This article explains how source scores are computed for material submitted directly to TruSTAR. For example, IOCs contained in email submissions or reports will receive a source score.
The source score is a quantification of the total value returned by an intelligence source to a private enclave. The scoring takes into consideration all of the historical data within each private enclave. Whenever new data is submitted, the score is recomputed.
- Normalized Indicator Scores explains how TruSTAR computes scores for indicators that have original scores from third-party intelligence sources.
- Priority Indicator Scores explains how TruSTAR computes priority scores for specific integrations. This scoring is available only through the Phishing Triage feature.
- Priority Event Scores explains how TruSTAR aggregates Normalized Scores for an event (such as an email (and assigns a score that reflects the overall severity of the event. This scoring is available only through the Phishing Triage feature.
The score is computed based on three different IOC scores:
- IP Overall Score.
- URL Overall Score.
- Hashes Overall Score.
Each of these individual scores can range from 0 to 100, and the overall intelligence source score is computed by averaging them.
Each IOC score is comprised of
- Uniqueness Score.
- Timeliness Score.
Let’s start by explaining how the uniqueness score is calculated.
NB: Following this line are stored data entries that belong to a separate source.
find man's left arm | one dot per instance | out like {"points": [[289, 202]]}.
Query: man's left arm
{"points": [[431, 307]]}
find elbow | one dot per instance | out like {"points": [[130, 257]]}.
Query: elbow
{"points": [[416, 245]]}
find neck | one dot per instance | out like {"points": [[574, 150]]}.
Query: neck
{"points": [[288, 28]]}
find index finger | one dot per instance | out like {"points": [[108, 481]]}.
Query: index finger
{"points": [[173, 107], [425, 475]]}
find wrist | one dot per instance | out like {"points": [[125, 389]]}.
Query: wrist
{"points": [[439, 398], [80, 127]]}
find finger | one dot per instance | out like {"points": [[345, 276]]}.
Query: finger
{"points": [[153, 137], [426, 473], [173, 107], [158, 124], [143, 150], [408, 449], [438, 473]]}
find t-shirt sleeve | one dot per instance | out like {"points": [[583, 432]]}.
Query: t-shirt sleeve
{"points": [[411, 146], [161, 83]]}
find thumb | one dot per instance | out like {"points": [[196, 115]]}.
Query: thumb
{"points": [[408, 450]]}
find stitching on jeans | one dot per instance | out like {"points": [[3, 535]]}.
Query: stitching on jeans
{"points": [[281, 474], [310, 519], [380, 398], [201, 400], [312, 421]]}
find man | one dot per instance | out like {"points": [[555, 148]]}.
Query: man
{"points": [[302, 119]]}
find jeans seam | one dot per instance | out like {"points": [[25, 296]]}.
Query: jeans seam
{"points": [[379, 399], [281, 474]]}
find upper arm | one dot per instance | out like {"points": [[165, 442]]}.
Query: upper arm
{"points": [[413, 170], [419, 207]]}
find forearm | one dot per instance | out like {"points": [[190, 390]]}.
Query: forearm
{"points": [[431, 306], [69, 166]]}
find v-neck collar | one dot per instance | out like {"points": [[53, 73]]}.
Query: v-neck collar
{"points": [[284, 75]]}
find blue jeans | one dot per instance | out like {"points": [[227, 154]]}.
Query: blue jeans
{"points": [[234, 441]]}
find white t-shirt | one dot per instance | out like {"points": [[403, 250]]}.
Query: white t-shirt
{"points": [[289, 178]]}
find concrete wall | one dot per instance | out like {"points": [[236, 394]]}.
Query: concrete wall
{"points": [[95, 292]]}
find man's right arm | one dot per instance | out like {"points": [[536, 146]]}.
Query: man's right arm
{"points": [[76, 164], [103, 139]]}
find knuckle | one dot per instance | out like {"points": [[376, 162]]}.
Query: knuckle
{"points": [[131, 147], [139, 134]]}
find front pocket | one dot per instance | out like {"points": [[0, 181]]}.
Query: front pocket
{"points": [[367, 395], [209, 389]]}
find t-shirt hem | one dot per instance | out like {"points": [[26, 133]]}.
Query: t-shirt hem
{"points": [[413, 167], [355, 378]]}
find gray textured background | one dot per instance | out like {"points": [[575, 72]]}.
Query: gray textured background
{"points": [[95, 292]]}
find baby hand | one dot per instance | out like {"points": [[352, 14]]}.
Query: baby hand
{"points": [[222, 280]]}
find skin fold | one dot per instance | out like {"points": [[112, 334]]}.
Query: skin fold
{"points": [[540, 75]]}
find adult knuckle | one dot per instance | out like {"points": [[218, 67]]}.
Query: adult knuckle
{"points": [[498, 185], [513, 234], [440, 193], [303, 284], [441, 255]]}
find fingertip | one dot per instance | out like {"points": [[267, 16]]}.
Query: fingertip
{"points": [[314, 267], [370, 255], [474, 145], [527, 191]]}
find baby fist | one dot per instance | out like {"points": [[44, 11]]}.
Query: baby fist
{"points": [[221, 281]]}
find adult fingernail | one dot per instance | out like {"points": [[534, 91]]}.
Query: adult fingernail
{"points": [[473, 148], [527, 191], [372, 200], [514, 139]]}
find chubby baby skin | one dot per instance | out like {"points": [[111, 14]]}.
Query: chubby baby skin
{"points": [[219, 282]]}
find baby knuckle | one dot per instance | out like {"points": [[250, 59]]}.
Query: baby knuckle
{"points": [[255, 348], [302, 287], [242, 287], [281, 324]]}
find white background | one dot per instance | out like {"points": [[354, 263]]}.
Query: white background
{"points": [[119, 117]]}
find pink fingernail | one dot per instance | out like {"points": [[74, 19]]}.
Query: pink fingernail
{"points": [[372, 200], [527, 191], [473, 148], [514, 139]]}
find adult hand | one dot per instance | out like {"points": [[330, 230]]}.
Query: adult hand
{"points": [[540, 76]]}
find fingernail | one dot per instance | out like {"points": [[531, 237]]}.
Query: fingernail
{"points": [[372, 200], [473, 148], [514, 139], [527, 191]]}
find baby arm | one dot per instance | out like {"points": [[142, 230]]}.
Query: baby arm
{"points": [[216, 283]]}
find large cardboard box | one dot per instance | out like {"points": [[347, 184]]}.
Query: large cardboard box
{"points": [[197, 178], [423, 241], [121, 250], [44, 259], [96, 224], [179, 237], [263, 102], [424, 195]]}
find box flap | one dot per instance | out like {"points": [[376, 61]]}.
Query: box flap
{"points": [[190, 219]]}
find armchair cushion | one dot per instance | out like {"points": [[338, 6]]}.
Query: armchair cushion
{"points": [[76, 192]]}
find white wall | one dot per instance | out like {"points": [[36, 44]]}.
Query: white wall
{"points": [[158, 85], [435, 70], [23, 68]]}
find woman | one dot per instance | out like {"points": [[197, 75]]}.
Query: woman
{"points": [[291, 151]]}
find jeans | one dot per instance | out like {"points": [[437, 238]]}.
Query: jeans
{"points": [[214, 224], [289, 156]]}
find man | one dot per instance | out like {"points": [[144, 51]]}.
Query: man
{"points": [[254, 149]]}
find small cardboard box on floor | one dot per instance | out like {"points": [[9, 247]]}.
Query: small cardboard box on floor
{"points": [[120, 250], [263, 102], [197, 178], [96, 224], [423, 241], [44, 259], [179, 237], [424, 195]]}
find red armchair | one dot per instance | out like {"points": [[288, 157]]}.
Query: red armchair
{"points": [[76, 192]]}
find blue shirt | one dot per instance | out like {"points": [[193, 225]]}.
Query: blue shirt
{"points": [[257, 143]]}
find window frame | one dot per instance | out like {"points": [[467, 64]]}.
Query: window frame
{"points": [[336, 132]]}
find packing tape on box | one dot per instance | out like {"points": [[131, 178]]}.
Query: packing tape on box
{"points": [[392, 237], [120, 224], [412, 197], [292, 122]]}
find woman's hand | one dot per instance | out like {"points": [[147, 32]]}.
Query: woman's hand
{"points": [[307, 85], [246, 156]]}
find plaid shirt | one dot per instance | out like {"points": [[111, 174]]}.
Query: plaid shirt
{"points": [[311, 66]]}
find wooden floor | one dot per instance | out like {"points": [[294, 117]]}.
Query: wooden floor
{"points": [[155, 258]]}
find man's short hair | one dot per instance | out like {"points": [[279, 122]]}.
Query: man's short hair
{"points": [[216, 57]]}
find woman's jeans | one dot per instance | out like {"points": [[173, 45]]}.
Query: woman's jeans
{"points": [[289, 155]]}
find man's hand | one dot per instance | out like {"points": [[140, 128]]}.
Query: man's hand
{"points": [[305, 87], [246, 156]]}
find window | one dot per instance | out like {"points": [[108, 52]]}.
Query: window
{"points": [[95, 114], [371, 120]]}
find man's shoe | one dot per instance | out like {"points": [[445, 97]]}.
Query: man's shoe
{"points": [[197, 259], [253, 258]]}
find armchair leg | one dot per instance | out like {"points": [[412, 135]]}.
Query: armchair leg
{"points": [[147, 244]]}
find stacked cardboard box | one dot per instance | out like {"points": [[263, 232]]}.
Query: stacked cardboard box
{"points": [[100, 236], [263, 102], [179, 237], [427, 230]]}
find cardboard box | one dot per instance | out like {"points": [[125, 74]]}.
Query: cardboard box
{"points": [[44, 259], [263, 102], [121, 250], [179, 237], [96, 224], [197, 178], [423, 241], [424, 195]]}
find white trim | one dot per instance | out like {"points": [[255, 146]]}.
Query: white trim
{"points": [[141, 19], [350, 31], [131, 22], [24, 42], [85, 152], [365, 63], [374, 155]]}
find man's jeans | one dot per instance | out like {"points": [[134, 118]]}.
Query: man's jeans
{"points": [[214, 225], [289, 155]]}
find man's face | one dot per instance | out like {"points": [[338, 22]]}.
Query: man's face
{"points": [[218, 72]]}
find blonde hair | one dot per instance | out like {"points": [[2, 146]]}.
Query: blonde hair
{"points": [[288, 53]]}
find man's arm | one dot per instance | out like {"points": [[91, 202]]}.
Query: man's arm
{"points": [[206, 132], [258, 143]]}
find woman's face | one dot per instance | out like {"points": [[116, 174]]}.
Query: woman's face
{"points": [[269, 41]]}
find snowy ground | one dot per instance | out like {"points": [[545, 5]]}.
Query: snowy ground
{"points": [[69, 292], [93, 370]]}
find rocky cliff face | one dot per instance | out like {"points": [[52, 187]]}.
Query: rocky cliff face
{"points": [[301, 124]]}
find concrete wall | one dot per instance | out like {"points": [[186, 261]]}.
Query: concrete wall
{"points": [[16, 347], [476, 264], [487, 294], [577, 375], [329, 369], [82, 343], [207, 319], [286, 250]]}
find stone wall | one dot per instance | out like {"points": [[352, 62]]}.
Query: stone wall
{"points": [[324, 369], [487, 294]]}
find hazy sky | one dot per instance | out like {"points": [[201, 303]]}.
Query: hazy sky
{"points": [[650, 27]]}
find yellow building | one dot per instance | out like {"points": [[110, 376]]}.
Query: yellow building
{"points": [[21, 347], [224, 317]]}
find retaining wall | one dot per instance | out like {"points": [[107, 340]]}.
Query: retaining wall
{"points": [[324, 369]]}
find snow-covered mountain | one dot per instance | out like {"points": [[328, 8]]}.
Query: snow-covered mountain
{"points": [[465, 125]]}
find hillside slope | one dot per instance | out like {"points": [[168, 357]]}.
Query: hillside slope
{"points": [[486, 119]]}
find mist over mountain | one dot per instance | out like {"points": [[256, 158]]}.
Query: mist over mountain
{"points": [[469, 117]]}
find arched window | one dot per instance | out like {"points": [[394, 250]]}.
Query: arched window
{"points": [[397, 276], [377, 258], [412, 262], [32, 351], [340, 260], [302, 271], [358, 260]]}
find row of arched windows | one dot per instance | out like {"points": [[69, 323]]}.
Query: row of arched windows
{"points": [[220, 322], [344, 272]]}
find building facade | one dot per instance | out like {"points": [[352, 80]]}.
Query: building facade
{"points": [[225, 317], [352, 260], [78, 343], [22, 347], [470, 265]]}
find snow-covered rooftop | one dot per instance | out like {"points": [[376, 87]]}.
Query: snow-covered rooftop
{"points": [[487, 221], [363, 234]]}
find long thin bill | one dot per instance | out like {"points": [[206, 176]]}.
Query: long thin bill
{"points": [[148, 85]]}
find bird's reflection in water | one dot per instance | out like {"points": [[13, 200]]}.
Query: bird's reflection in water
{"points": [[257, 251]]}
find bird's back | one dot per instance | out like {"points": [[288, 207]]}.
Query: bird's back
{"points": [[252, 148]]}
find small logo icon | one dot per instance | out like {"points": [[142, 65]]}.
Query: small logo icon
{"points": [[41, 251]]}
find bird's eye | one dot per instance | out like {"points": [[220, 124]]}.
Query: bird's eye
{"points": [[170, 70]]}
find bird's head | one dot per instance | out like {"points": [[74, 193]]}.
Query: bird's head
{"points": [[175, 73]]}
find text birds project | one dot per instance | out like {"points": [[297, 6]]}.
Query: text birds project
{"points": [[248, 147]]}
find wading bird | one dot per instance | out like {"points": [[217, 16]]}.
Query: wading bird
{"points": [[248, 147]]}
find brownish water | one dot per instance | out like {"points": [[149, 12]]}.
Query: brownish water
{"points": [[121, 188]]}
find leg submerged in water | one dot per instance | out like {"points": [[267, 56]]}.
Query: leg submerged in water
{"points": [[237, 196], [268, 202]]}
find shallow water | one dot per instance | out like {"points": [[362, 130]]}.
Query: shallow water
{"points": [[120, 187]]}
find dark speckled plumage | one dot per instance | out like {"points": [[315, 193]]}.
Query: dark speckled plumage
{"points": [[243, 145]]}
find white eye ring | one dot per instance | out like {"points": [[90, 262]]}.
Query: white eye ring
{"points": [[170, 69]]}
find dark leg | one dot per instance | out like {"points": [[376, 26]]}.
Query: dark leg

Consider that we are computing the IP overall score. In this scenario we have a private enclave that has 100 IP's. 7 of these IPs correlate with one or more intelligence sources A, B, and C. If we want to compute the uniqueness score of source A, we would follow this process: collect the number of IPs that were unique to source A - let’s say they were 2 IP's, collect the number of IPs that were in sources A & B - let’s also say they were 2, and finally collect the number of IPs that were in sources A, B & C - let’s say they were 3. The raw uniqueness score would be
2 + 2/2 + 3/3 = 4. In other terms, you can think of uniqueness score as the weighted sum of correlations with a source multiplied by the following weights:
1/(# of intelligence sources containing the indicator)
The timeliness score takes into consideration the time difference between the updated time of the private enclave report and the submission time of the source report. We assume that the report submission time corresponds to an incident time. If many intelligence sources and private enclave reports contain the same indicator, we pick the first submission in the private enclave and find the source report with the most recent enrichment. Again, you can think of timeliness as the weighted sum of correlations with a specific intelligence source w.r.t. to the following weights:
1/(# days difference between the private enclave report and source report)
As you can see from these weights the correlation become inversely proportional to the time difference in days. This results in prioritization of enrichment that is provided in a timely manner.
Once the timeliness counts are obtained they are normalized with respect to the total number of extracted IOCs for a certain type. For example, if raw count and uniqueness count were 6 and 4 for IPs and the total number of extracted IPs was 100, the obtained raw_timeliness_score and raw_uniqueness_score are, respectively, 6/100 and 4/100.
How It Works
In order to scale these scores to the 0-100 range, TruSTAR's team performed a study over all of the pairwise raw timeliness and uniqueness scores, between all private enclaves and intelligence sources on the TruSTAR platform. Most scores were skewed towards small values and clustered in a tight range between 0 and 0.35. To increase the interpretability of the data, we had to perform a logarithmic (base e) transformation. To rescale to a 0 to 100 range we find the scaling windows given by the following:
(log(raw_score/(# iocs in the private enclave)) - window_start)/(window_end - window_start)
As mentioned earlier, the window_end and window_start are obtained based on all the data on the platform. In our current example if window_end = -14 and window_start = -1 the computed timeliness and uniqueness scores would be 86 and 83 for an average IP score of 84.5. The same computation is performed for URLs and Hashes. If we have a URL score of 50.5 and a Hash score of 10 the final intelligence source score for source A would be 50%.
With the above scoring methodology you can end up with scores above 100. Based on our analysis we have found that scores above the window_end value (i.e. final score above 100) could be indicative of duplicate data. On the feature, we will issue a warning when this case arises.